Harvest season brings with it all the fun feasts of the season; the feast of grains and the feast of apples have passed with midsummer and highsummer, now is the time for the maples, the buckeyes, and feast of oaks.  This is when the black blood of the god-trees can be drawn out; the oak-gall and the walnut are here to be bled, and to serve.  The oak harvest is one of my very favorites-- the whole season of the nut really.  The feast of oaks takes place when the acorns ripen and the galls grow brown- the wasps have left but the many crawling mysteries within remain.  The horse chestnuts split and bounce down the hills, crushed under wheel, poking up in the grass. We feed on the oaks and chestnuts, hazels and walnuts, and all those good things, to honor the old gods, the strong and ancient arboreal gods.   Around this time, I feel like the Apple Woman and the Lord of Oaks share a kinship, a balance.  These liminal spirits appear a lot in my life, as doorways and symbols, as heralds and omens.  Their names sound long and ancient in my ears, airy words that I speak only with them. 

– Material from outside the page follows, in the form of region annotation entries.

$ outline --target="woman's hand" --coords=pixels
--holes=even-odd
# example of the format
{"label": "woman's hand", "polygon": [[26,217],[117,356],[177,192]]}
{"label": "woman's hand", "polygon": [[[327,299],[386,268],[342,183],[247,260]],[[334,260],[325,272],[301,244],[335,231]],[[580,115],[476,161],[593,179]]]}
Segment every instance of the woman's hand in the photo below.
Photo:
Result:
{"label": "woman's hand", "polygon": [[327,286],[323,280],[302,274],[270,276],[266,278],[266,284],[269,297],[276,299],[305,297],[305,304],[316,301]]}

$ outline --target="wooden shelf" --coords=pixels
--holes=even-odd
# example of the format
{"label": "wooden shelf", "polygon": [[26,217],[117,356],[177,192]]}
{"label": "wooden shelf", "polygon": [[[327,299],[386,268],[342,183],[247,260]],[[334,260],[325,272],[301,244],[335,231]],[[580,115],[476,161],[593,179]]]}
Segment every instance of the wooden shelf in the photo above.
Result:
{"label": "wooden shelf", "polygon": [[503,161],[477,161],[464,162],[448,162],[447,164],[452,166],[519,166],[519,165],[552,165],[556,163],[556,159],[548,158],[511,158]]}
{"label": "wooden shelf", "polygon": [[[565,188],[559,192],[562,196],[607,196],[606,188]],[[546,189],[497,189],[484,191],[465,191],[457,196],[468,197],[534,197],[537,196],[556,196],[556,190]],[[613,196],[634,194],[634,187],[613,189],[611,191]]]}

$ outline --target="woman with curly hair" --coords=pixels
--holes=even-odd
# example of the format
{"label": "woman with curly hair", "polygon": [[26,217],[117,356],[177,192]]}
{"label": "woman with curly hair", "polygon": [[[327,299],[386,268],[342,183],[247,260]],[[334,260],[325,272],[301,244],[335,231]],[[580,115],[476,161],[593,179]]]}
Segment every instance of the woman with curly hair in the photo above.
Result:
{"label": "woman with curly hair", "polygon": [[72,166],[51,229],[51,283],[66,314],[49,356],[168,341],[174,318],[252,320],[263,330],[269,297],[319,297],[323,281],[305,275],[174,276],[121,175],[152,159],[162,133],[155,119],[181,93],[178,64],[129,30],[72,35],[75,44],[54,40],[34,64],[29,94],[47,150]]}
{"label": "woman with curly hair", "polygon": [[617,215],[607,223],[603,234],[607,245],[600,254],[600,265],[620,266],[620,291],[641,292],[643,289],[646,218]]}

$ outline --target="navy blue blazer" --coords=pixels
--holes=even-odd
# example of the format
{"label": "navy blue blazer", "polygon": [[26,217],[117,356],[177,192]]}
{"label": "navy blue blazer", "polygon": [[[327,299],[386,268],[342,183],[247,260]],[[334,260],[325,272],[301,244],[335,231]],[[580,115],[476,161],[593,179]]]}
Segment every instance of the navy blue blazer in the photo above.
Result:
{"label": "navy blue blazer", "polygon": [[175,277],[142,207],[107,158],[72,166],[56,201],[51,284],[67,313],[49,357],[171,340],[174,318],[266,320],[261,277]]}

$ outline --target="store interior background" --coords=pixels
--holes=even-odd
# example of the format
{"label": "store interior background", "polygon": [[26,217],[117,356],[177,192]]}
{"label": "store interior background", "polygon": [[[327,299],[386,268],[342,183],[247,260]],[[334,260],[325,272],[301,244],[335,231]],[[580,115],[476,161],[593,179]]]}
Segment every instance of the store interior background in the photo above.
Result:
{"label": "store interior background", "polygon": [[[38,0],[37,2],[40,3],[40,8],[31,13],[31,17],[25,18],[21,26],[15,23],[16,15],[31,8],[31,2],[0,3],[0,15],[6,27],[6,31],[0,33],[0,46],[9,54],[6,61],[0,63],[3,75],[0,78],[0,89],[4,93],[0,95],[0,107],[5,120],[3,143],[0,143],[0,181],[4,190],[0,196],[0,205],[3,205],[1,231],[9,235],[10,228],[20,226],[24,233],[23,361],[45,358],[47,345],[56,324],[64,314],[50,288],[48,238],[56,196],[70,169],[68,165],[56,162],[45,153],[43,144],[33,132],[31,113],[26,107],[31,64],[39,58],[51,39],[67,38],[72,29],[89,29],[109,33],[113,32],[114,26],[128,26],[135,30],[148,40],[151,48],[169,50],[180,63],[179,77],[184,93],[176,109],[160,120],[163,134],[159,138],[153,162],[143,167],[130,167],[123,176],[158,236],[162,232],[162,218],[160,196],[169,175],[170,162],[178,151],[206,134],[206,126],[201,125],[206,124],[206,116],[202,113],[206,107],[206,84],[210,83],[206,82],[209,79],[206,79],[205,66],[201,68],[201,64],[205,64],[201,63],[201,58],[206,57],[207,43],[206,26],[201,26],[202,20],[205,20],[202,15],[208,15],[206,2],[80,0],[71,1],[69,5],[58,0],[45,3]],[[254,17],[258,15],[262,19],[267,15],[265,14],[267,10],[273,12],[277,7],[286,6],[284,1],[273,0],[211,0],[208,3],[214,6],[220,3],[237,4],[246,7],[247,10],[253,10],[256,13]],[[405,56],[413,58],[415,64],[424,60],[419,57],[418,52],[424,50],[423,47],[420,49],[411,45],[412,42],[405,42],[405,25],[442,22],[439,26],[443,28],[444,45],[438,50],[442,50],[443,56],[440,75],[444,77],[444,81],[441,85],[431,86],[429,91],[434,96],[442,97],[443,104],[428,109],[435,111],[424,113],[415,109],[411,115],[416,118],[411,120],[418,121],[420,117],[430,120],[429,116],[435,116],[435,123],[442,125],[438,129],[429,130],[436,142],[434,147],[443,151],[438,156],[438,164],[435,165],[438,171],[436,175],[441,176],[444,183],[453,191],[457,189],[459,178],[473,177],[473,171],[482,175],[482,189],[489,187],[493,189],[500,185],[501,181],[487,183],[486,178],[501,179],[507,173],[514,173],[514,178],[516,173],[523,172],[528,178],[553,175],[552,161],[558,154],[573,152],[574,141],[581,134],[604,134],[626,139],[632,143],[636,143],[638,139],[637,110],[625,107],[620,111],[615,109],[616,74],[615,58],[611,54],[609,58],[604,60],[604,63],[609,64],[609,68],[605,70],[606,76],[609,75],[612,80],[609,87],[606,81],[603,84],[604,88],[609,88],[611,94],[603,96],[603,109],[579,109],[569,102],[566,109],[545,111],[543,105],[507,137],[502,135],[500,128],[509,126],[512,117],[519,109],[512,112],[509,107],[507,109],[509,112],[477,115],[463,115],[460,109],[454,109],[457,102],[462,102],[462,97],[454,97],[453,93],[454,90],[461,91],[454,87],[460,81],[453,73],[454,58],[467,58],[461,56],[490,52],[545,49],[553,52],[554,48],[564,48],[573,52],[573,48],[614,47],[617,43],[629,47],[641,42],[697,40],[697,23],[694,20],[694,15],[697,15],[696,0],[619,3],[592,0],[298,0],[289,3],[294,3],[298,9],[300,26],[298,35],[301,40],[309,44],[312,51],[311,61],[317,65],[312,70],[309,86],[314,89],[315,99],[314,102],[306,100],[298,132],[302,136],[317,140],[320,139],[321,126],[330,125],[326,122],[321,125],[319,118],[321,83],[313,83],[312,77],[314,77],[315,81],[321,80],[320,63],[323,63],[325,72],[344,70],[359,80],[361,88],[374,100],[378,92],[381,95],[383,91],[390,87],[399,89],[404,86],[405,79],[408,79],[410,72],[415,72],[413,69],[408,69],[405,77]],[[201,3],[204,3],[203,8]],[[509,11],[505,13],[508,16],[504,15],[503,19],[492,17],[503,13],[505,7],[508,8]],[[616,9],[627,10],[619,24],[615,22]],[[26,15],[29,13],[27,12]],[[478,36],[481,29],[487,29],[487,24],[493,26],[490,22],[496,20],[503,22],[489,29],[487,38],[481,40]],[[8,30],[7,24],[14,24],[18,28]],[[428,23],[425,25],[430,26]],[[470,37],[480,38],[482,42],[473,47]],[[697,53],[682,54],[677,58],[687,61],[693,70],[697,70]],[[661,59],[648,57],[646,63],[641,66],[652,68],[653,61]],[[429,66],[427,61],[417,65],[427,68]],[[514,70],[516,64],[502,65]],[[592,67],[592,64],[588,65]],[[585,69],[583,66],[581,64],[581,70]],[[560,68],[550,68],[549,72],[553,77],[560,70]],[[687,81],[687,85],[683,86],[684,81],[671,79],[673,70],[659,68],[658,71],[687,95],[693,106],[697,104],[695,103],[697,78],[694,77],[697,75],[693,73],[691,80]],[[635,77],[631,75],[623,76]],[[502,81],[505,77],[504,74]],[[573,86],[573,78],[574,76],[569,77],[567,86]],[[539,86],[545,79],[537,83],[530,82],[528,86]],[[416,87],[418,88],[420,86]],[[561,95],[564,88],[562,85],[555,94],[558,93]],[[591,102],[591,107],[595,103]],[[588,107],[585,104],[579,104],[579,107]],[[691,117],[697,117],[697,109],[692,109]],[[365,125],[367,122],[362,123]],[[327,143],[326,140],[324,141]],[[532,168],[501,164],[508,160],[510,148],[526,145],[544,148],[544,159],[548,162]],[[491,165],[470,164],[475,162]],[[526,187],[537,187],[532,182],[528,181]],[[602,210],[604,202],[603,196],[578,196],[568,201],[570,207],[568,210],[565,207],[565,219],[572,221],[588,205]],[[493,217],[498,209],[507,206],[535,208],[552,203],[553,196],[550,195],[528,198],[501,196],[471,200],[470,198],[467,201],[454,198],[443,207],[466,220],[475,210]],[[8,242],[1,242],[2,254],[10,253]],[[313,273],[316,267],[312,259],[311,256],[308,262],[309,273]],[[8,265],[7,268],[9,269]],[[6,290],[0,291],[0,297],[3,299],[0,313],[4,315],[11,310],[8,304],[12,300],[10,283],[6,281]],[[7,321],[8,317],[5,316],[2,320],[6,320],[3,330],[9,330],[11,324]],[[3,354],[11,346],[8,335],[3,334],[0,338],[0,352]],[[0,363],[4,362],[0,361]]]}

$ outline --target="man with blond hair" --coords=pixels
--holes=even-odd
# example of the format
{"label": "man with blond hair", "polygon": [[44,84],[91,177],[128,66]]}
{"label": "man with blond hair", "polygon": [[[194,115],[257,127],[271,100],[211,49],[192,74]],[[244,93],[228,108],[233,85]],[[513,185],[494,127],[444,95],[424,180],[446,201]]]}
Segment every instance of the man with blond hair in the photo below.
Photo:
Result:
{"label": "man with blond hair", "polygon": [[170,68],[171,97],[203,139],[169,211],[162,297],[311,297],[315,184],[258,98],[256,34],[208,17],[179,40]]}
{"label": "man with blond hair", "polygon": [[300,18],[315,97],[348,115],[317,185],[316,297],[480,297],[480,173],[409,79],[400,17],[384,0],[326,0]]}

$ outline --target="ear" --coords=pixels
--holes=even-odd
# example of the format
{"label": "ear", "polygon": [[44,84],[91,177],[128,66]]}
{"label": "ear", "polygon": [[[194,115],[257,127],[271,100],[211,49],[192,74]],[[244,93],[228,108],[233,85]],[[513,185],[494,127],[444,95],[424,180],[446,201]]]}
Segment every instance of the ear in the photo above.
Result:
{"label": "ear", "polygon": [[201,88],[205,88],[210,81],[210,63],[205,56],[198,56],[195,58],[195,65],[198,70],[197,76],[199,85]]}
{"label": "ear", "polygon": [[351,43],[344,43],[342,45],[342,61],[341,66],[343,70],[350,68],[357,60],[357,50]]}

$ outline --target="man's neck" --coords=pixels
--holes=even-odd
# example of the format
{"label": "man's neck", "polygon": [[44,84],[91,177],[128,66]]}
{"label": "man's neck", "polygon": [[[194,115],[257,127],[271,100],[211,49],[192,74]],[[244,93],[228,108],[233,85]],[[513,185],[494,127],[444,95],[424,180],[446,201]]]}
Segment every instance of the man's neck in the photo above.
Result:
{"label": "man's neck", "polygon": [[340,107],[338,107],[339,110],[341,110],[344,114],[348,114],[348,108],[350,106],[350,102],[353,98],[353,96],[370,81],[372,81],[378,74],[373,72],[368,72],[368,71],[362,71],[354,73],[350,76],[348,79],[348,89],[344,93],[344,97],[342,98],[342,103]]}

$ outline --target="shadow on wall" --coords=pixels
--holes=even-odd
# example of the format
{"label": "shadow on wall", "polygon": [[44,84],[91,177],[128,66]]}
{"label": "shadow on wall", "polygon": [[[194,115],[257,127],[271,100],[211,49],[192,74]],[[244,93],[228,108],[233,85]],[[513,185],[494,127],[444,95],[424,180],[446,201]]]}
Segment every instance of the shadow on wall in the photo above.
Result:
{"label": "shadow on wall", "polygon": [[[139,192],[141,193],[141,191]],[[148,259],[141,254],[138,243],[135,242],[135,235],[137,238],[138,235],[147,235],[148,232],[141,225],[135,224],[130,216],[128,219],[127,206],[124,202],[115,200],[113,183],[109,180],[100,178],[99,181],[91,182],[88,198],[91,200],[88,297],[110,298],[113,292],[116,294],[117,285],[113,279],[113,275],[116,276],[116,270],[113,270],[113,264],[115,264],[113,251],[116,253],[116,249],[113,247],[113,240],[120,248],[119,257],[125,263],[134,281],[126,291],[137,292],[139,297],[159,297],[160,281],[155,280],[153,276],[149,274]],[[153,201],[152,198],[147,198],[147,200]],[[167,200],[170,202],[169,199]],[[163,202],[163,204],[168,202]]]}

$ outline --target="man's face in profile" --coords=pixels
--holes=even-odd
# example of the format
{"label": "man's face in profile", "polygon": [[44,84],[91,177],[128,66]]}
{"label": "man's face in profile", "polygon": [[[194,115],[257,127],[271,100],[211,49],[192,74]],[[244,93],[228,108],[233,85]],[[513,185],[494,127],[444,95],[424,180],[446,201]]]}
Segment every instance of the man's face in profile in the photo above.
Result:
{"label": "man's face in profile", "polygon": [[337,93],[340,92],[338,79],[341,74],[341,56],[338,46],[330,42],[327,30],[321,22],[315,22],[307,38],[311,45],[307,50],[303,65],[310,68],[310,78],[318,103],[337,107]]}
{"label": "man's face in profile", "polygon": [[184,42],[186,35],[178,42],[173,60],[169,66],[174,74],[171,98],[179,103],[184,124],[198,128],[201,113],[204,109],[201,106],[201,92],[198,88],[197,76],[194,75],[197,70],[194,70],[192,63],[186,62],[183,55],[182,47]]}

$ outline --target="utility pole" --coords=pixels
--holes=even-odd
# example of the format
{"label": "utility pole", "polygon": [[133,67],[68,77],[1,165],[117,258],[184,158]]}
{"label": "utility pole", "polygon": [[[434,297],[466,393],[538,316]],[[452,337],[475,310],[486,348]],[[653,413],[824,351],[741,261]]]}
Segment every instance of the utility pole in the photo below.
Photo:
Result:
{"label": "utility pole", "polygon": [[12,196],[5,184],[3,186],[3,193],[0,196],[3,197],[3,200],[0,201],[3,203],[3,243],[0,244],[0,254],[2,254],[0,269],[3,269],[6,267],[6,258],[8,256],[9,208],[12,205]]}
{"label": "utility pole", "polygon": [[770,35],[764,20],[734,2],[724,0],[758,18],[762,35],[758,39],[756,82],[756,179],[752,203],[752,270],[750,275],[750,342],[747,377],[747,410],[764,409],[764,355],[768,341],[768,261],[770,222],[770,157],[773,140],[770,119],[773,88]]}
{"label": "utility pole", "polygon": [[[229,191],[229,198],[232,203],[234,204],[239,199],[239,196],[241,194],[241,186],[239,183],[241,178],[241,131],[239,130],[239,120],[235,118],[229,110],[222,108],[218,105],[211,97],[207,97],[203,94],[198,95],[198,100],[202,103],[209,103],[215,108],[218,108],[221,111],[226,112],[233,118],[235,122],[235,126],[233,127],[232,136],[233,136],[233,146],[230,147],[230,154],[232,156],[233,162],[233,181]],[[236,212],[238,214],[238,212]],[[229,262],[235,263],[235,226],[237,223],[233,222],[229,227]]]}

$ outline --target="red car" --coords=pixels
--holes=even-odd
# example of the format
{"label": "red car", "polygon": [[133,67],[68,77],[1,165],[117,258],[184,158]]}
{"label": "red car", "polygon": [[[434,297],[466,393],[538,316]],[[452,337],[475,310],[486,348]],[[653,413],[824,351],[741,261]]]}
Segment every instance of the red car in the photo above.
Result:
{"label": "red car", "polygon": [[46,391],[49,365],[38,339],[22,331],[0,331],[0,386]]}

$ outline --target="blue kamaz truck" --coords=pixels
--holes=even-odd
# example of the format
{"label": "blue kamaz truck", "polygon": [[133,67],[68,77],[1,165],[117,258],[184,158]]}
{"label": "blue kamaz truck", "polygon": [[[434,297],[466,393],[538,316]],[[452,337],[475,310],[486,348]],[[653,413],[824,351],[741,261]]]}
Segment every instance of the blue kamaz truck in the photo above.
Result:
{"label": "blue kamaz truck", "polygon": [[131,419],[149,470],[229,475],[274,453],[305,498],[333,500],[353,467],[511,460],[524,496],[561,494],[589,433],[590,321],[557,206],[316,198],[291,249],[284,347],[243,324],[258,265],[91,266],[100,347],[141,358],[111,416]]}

 But they aren't the only ones who speak to me clearly this time of year; the horse chestnut trees I've worshiped under and bled for and fed and honored have come to bare fruit.  I only pick from these trees and I have since I was a kid.   The horse chestnuts and buckeyes as a personification represent luck, and the protection of good health, but as a personal acquaintance, these particular spirits are teachers of all kinds of loving green art- whispering advice at me like the pinpricks under my heels while I gather.  Painful and sharp works that reveal something smooth and slick and well structured beneath its harsh exterior, and deeper within... the fruit of knowledge.  The horse chestnut speaks of to me of dolls of health, dolls of love, of clean and fresh smelling clothes and good healthy feelings. 


 
As I feel the land turn and ready for rest, I go out to the woods to the horse chestnut trees and start picking up the early buckeyes as they come tumbling downhill and gather in the ivy below.  They will be all kinds of useful to me soon enough- as a natural soap, as a fortunes tool, as flour for dough-dollies… a good time to start readying the poppets and bottles is right about now.

Winter will bring a lot of change, I hope.  I've been so stagnated in my statue work, focusing more on videos for my YouTube channel, my contributions to upcoming works and my second book.  I really miss putting my fingers in clay for purposes of art rather than charms.  I feel like I waste every weekend and yet I get so much of my personal goals accomplished I don't know why I'm stressing.  The darkyear will be different.  It will have to be.  Because I need to move on to new statues and I never quite move on when I have old projects left.  May the coming dark bring the peace and time I need.